Now he sounded tired. “I have set all the bishops to praying. I do not know what else we can do. Curse it, I am not a holy man, to answer questions of curses and devils. The people are unsettled enough without wicked rumors. There is the city to rebuild and Tatar bandits to find.”

ALL MOSCOW, IT SEEMED to Konstantin, followed him from the cathedral to the Grand Prince’s palace. Their voices pulled at him; their stink surrounded him. “I will return,” he told the people, before passing the gates. They waited outside, icons in their hands, praying aloud, better than a hundred guards.

Nonetheless, Konstantin’s sweat was cold as he crossed the dooryard. Dmitrii had guards of his own, heavily armed and watchful. The devil had not left Konstantin’s side since that morning; now he walked beside him, insouciant, invisible to all but the priest

and looking about him with interest.
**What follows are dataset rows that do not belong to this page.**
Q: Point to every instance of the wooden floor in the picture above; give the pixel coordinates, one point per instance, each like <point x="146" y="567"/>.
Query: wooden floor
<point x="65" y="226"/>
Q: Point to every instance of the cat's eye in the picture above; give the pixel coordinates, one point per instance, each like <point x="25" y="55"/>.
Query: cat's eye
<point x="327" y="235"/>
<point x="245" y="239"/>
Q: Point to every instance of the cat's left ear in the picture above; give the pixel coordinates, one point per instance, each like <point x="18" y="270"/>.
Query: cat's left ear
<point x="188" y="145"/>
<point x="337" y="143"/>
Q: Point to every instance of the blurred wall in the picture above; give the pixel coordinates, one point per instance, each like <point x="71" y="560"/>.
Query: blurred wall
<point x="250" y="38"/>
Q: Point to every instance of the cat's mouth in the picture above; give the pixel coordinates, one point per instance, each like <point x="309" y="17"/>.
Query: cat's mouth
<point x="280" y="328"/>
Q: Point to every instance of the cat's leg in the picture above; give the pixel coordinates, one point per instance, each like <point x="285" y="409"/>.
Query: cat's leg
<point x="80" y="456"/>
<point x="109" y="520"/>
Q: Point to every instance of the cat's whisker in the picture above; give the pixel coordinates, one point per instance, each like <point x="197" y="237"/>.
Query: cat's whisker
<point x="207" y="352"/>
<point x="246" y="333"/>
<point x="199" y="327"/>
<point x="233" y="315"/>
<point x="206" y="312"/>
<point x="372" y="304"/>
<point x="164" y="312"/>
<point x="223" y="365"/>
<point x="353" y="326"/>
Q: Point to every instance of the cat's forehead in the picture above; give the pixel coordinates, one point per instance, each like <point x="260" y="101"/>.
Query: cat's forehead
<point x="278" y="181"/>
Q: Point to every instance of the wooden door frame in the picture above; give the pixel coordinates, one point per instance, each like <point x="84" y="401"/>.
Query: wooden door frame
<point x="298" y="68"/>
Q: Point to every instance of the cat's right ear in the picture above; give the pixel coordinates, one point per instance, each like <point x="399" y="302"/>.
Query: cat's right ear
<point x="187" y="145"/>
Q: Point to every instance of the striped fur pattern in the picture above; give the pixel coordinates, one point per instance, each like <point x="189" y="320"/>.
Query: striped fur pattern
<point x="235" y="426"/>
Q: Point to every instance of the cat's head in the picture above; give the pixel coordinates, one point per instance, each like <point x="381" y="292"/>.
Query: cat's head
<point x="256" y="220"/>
The Bear was, Konstantin realized with a sinking feeling, enjoying himself.

All about the dooryard stood the wisps of small demons, hearth-creatures. Konstantin’s skin crawled, seeing them. “What do they want?”

The Bear smirked at the assembled devils. “They are afraid. The bells are blotting them out, year by year, but the destruction of their hearths will kill them quickly. They know what I am going to do.”

The Bear bowed to them, ironic. “They are doomed,” he added cheerfully, as though to make sure they could hear, and strode on.

“Good riddance,” Konstantin muttered, and followed. The stares of the hearth-chyerti seemed to bore into his back.

There were two men waiting for him in the audience-chamber: Brother Aleksandr and Dmitrii Ivanovich, with Dmitrii’s attendants standing woodenly behind him. The place still smelled of smoke. One wall was scarred with sword-cuts, the paint hacked away.

Dmitrii sat in his carved chair. Brother Aleksandr stood, watchful, beside him.

“That one will kill you if he can,” remarked the Bear, with a jerk of his chin at Sasha. Sasha’s eyes narrowed; was it Konstantin’s imagination or did the monk’s gaze flicker from him to the devil beside him? He knew an instant of panic.

“Be easy,” added the Bear, eyes still on Sasha. “He has the same blood as the witch-girl. He senses what he cannot see, but that is all.”

He paused. “Try not to get yourself killed, man of God.”

“Konstantin Nikonovich,” said Dmitrii coldly. Konstantin swallowed. “A girl, my kinswoman, was killed by fire yesterday, without trial. They are saying you set the mob of Moscow to do this.

What have you to say?”

“I did not,” said Konstantin, making his voice calm. “I tried to restrain the people from worse violence, from breaking into the terem of Serpukhov and killing the women there. That much I did, but I could not save the girl.” He did not have to feign the sorrow in his voice, just let it float up from the tangle of other emotions. “I

prayed for her soul. I could not stay the people’s wrath. By her own confession she set the fire that slew so many.”

He struck the perfect note of regretful admission. The Bear snorted beside him. Konstantin narrowly missed whipping round to glare.

Sasha, beside his cousin on the dais, stood perfectly still.

The Bear said suddenly, “The monk knows how the fire began.

Press him; he will not lie to the Grand Prince.”

“That is a lie,” Dmitrii was saying to Konstantin. “The Tatars set the fire.”

“Ask Brother Aleksandr,” returned Konstantin, letting his voice fill the room. “Ask the holy monk there, if the girl set the fire or no. In the name of God, I charge him to speak truly.”